ABD'deki "Musa'nın on emri" yazılarının sınıflarda asılıp asılamayacağı davası demokrasilerin, bir anlamda yargı ve siyaset sınırlarının birbirini ihlal etiği iddiası üzerine kurulu büyük davalar üzerinde olgunlaşmaktadır. Bu dava ya yargının, ya siyasetin, ya da her ikisinin sınırlarının yeniden tanımlanması ihtiyacı olduğunu göstermektedir. ABD Dışişleri Bakanlığı kapatılma davasını demokratik yapıya uymadığını ama Türk demokrasi Cumhurbaşkanlığı seçimlerinde olduğu gibi (güçlü olduğunu gösterdiği) bu testi de atlatacaktır.[36]
Dava
Dava süreci
AK Parti'nin kapatılması istemiyle açılan dava sürecinin resmen 17 Mart 2008 gününde başladı. İddianame üyelere 18 Mart 2008 verildi. Raportör olarak Doç. Dr. Osman Can görevlendirildi. Raportör dosya ile analizini 29 Mart 2008 günü tamamladı. İddianamede herhangi bir eksiklik tespit edilmedi ve dava 31 Mart 2008 günü kabul edilip AK Parti'ye gönderildi. AK Parti yasal olarak 1 ay içinde ön savunmasını hazırlayacak. Bu savunma Anayasa Mahkemesine verilmesinin ardından Yargıtay Cumhuriyet Başsavcısı Yalçınkaya, esas hakkındaki görüşünü bildirecek. Yargıtay Cumhuriyet Başsavcılığının esas hakkındaki görüşü AK Parti'ye gönderilecek. Daha sonra belirlenecek bir tarihte Yalçınkaya sözlü açıklama, AK Parti yetkilileri de sözlü savunma yapacaklar.
Davaya ilişkin bilgi, belgeleri toplayacak raportör, esas hakkındaki raporunu hazırlayacak. Bu işlemler sürerken, gerek Yargıtay Cumhuriyet Başsavcılığı, gerekse davalı AK Parti ek delil veya yazılı ek savunma verebilecek.

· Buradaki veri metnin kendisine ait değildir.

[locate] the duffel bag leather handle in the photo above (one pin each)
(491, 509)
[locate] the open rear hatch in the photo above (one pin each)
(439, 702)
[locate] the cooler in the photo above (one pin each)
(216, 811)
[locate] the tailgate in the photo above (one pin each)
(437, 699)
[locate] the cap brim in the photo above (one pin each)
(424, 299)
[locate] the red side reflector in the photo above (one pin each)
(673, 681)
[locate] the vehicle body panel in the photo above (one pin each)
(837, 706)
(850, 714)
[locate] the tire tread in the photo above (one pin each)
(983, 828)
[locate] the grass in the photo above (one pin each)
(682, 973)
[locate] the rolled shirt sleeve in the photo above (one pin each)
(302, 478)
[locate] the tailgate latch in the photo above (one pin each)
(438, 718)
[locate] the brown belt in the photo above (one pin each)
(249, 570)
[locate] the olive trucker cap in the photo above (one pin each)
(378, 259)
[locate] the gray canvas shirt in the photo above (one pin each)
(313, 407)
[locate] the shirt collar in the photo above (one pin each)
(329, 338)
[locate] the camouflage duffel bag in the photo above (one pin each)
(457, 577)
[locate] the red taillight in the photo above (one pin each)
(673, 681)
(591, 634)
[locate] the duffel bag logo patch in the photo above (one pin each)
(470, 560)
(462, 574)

Anayasa Mahkemesi Başkanı Haşim Kılıç ve 11 kişiden oluşan Anayasa Mahkemesi Heyeti kapatma istemini esastan görüşmeye başlayacaklar. AK Parti'nin savunma aşamalarında yasal sürenin dışında ek süre talebinde bulunması halinde Anayasa Mahkemesi bu istemleri de değerlendirecek.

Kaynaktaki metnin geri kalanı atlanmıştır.